I'd seen these pictures on TV but you never really fully grasp the situation until you see it for yourself. The mud and the dirt and the one room homes and the sheer remoteness of it all just blows your mind.

The Tree of Life

Udomxai is a small central town completely surrounded by imposing mountains. This small basin contains the larges nearby town for most of the surrounding hillside villages and as such is mostly full of motorbike repair shops and the odd bank. They did have some great restaurants though, cheap and friendly and usually with a resident adorable puppy to wee on the floor while you eat.
The sights of Udomxai are few and we saw them all within a few hours. On both sides of the main street a steep flight of steps ascends the hill. On the west side the steps lead to the local temple, a small quiet place, followed by a large golden stupa (a large pointed monument said to resemble the lotus flower). The stupa and the standing Buddha beside it gaze out over a spectacular view of the whole town. On the east side the steps were steeper and strewn with debris, as if they had been flooded by the recent monsoon. At the top stands a strangely deserted mansion house that contains the town museum. By-passing this w walked on to the quieter part of town and the monastery there that contains the "tree of life".
It is said that a tree that stood on that spot contained great power in each of its branches. It could turn any whole are its fruit wise, strong or into a man or a beast. However, when the fruit fell it caused a mighty earthquake and the animals fled so Buddha sat under the tree and controlled the fall of the fruit so all could eat. The tree there now is made of cement with metal leaved and animals that rattle in the wind. 
Our one final errand in Udomxai was to withdraw enough money for our forth coming trip to Nong Khiaw and Muang Ngoi (both without banks).

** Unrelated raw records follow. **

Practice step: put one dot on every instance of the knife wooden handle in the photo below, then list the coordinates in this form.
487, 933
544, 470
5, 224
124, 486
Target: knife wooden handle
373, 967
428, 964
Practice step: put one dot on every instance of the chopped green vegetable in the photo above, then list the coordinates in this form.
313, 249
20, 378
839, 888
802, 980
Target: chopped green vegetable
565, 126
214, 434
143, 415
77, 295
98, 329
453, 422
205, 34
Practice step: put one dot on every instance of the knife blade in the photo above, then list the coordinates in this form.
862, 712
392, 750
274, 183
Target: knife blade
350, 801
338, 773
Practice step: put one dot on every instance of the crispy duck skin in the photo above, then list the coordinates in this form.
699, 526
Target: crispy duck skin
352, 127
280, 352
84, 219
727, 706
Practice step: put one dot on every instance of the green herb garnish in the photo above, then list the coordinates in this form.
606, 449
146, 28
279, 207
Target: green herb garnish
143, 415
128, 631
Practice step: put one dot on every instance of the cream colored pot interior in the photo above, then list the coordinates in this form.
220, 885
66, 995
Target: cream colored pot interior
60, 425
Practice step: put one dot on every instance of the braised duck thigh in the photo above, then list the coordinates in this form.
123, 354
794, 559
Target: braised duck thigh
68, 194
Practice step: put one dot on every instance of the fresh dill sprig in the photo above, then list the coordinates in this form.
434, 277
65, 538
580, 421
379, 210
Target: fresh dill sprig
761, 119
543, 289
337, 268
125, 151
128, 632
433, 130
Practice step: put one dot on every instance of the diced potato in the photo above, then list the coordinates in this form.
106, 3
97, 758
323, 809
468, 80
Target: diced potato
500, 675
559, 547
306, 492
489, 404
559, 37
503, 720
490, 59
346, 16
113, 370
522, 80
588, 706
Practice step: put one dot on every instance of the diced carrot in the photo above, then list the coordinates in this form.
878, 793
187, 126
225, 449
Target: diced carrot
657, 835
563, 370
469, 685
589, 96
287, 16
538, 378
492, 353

We spent hours traipsing the street to banks, trying different ATMs and harassing a poor pregnant bank worker before finally, four credit cards later, we managed to exchange our travellers cheques and get enough kip. Possibly at the expense of Theo's sanity. I might add that the first thing we noticed on reaching Nong Khiaw was a fully functioning ATM.


And so our uneventful bus hopping through the mountains drew to a close with our arrival at Nong Khiaw. In deepest darkest northern Laos, a place with out internet or phone signal, and we felt for the first time like we'd really managed to get away from it all.